Başta sağlık çalışanları olmak üzere milletin topyekün büyük bir çaba sarf ettiği süreçte TTB'nin başına "terör örgütü PKK'nın başının serbest bırakılmasını isteyen, bir dönem PKK'nın kapatılmış yayın organının genel yayın yönetmenliğini yürüten, Hendek operasyonlarında "Türkiye sivilleri öldürdü, yargılanmalı" açıklaması yapan ve Sözde Ermeni soykırımı iddialarını savunan birinin getirildiğini söyledi.
"UTANÇ VERİCİ!"
Prof. Dr. Erdöl sözlerini şöyle sürdürdü: "Bu zihniyetteki birinin TTB'ye başkan seçilebilmesi, TTB'nin, Türk hekimlerini temsil etmediğini ve bir milli güvenlik sorunu haline dönüştüğünü bir kez daha tescillemiş ve Türk tabiplerinin değil, kimin temsilcisi olduğunu da apaçık ortaya koymuştur.
Gücünü Aziz Milletimizden alan devletimizin, tabiplerimize destek olmak adına kurduğu bu birliğin, birlik ve beraberliğimize kast edişine tanık olmak ne hazin bir duygudur. Şehitlerimiz için ağızlarını açmayan, üst üste gelen milli hamle ve gelişimimize sessiz kalan bu yapının terör ve bölücü zeminlerde adeta kombine bilet sahibi gibi haykırışları ile kulaklarımızı tırmalaması ne kadar utanç verici."
"TTB, TERÖR VE BÖLÜCÜ FAALİYETLERE ÇANAK TUTANLARA MAHKÛM EDİLMEMELİ"
Tabiplerin asli unsurlar ve hayata bağlayanlar olduğunu kaydeden Erdöl; tabiplerin, bu yapı içerisinde yıpratılmasına göz yumulmamasını istedi.
"İnsanı yaşatan tabiplerimiz devleti de yaşatan milli kahramanlarımızdır." diyen Erdal, "Her türlü övgüye layık olan bu aziz meslek sahipleri, terör ve bölücü faaliyetlere çanak tutan bir yapıya mahkûm edilmemelidir." dedi.
Millî iradeye karşı tavır alan TTB ve benzeri yapıların yerini milli ve yerli duruş ile şeref bulmuş kurum, oda, birlik ve STK'lara evrilmesi gerektiğini savunan Erdöl, "Toplum güvenliğini tehdit eden bu unsurlar devlet çeşmesi ile devlet düşmanı çanakları dolduramamalı. "Artık yeter" demenin vakti gelmiş, tüm kamuoyunda tahammül sınırlarını aşan bir tepki olgunlaşmıştır.
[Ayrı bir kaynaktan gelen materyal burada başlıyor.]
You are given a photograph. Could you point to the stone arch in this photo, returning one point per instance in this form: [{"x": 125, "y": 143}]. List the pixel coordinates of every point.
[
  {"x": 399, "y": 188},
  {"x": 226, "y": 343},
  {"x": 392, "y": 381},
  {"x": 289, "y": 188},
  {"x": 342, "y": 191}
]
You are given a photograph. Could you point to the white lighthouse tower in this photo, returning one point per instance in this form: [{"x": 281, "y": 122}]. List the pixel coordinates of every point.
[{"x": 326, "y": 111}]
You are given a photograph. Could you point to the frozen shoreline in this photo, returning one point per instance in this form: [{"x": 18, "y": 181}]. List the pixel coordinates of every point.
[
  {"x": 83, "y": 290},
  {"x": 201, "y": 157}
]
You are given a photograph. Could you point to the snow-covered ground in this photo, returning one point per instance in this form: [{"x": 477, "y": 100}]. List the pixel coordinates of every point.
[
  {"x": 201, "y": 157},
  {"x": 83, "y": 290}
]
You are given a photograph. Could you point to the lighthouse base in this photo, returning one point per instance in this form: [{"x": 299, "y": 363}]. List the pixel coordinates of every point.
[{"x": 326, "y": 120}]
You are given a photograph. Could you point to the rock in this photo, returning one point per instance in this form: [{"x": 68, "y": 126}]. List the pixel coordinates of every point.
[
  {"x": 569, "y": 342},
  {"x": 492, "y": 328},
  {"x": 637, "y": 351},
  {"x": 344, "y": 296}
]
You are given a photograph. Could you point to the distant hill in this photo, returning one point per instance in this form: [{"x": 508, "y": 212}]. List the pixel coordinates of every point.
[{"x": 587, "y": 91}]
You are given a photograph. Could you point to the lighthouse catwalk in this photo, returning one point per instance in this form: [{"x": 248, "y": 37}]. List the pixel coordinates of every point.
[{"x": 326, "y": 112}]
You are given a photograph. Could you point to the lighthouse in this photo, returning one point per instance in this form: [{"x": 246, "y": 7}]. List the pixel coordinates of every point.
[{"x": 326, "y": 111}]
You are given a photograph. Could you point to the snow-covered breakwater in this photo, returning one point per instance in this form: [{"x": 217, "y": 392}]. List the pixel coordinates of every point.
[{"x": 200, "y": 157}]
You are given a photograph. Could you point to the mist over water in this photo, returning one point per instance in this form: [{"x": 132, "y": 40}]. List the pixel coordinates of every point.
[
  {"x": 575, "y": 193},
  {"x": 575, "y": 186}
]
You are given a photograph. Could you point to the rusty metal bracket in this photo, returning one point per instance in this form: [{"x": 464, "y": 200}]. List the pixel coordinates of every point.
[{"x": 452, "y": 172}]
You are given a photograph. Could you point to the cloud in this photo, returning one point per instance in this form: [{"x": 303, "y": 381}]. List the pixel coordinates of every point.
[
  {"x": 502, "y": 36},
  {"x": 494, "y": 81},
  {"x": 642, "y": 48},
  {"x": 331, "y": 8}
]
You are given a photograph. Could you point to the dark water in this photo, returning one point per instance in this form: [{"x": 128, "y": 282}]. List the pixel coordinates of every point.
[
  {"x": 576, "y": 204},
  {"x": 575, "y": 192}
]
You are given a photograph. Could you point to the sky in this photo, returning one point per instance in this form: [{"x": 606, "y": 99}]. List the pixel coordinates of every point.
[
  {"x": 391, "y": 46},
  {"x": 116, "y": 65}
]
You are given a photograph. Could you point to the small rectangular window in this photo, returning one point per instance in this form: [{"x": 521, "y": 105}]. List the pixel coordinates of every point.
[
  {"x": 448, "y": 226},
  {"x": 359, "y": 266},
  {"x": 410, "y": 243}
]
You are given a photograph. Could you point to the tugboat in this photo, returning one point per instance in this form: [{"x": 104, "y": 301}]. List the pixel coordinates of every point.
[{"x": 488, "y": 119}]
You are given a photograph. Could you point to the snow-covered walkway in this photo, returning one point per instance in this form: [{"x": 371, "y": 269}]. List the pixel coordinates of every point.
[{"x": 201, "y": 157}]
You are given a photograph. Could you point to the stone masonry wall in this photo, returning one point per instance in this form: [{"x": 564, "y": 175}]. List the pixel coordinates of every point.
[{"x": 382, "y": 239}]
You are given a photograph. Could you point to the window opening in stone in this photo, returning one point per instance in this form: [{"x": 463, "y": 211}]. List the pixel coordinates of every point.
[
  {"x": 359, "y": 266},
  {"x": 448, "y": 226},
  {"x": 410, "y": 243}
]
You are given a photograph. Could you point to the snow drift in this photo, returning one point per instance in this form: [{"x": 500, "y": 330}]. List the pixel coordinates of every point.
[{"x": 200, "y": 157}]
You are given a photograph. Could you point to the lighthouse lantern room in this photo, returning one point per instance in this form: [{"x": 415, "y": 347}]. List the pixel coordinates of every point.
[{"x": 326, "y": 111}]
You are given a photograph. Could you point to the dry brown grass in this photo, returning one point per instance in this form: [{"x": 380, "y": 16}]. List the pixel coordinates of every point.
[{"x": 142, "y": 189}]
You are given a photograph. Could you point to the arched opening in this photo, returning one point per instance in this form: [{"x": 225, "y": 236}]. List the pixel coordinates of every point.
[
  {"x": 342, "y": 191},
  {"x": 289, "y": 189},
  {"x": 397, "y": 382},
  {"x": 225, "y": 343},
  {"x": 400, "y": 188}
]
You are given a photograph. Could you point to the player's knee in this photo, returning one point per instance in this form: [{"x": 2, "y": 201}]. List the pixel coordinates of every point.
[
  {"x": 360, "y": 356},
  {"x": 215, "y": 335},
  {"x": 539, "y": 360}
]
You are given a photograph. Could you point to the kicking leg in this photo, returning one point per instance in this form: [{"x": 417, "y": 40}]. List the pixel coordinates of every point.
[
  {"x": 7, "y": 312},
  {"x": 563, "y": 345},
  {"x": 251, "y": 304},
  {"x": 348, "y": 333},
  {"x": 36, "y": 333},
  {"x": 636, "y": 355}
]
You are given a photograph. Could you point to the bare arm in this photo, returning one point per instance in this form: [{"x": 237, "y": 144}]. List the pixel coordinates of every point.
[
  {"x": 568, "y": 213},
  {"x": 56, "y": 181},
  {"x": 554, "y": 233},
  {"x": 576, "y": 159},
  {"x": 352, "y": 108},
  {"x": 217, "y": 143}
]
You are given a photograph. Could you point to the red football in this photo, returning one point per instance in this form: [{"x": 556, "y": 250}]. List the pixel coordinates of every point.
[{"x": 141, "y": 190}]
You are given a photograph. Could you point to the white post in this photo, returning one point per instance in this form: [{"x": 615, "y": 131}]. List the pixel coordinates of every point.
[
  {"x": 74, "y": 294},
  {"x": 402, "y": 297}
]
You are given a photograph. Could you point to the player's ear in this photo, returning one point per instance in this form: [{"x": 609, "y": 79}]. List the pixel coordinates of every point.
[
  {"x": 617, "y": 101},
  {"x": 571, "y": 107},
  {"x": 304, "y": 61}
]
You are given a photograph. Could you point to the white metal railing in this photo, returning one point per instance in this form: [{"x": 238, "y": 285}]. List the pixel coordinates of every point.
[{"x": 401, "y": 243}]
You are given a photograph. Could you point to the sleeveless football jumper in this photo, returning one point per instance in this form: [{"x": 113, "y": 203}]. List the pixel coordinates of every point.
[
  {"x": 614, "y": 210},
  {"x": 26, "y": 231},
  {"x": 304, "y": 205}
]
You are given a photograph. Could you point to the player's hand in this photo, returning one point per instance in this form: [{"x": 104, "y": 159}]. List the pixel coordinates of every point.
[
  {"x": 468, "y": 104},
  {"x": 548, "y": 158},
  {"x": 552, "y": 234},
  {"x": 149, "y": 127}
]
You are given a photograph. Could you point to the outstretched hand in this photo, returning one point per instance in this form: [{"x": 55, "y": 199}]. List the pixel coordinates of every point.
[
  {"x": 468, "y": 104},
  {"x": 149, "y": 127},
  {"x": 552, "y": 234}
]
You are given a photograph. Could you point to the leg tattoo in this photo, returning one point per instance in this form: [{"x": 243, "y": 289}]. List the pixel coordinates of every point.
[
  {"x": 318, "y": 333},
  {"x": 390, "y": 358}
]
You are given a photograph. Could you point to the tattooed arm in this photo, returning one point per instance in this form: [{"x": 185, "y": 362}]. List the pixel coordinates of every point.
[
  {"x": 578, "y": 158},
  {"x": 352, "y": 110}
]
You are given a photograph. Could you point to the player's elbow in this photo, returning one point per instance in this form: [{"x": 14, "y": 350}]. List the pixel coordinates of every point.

Devlete isyanı meşru zeminlerde yapma cüreti bu maksatlı ağızlardan sökülmeli; devlet diyen, bayrak diyen, millet diyen, vatan diyen ve bu ifadeleri Türkiye sevdalısı olarak söyleyebilen millet temsilcisi yüreklerin sesi gürleştirilmelidir." ifadelerini kullandı.
"HİÇBİR ŞEHİT CENAZESİNE ÜZÜLMEDİLER"
Meslekte 40 yıla yakın süredir bulunduğunu kaydeden Prof. Dr. Erdöl, TTB'nin milletin yarasına merhem olacak hiçbir icraatının olduğunu hatırlamadığını açıkladı. TTB'nin hiçbir şehit cenazesinde üzüldüklerini görmediğini de belirten Prof. Dr. Erdal, "Ancak ölü veya diri her teröristin başucunda bunları görmek adeta sıradan bir olay. Tabipleri bunlara teslim edip, zoraki aidat ödeyerek beslemek ne kadar da ıstırap verici bir durum!"
"İŞGALDEN KURTARILAMAMIŞ BİR TTB, ISLAH EDİLMEMİŞ BİR DERE GİBİ"
Erdöl sözlerini şöyle tamamladı:
"İşgalden kurtarılamamış bir TTB, ıslah edilmemiş bir dere gibi taştıkça kamu vicdanını rahatsız etmeye devam edecektir. İnanıyorum ki, devletimiz gerekeni yapacak ve meslek odalarının işgalden kurtarılarak gerçekten mesleklerinin odası olması sağlanacaktır. 14 Mart 1919'da yaptıkları şanlı eylemle Kurtuluş Savaşı'nın fitilini ateşleyen, 1915 yılında Mektebi Tıbbiyyei Şahane'ye kaydolup kısa bir eğitimle bayrakları bayrak yapmak, bu toprakları vatan kılmak için dökülmüş kanların sahibi Mehmetlere şifa olmak için Çanakkale'ye gidip bir daha geri dönemeyen bıyıkları terlememiş tıbbiyelilerin… Aziz hatıralarına saygı bunu gerektirmektedir. Birliklerin, odaların, işgalden kurtulma zamanıdır. Türk Tabipleri ile terörün beraberce anılması biz hekimlere zül olarak yeter de artar bile!"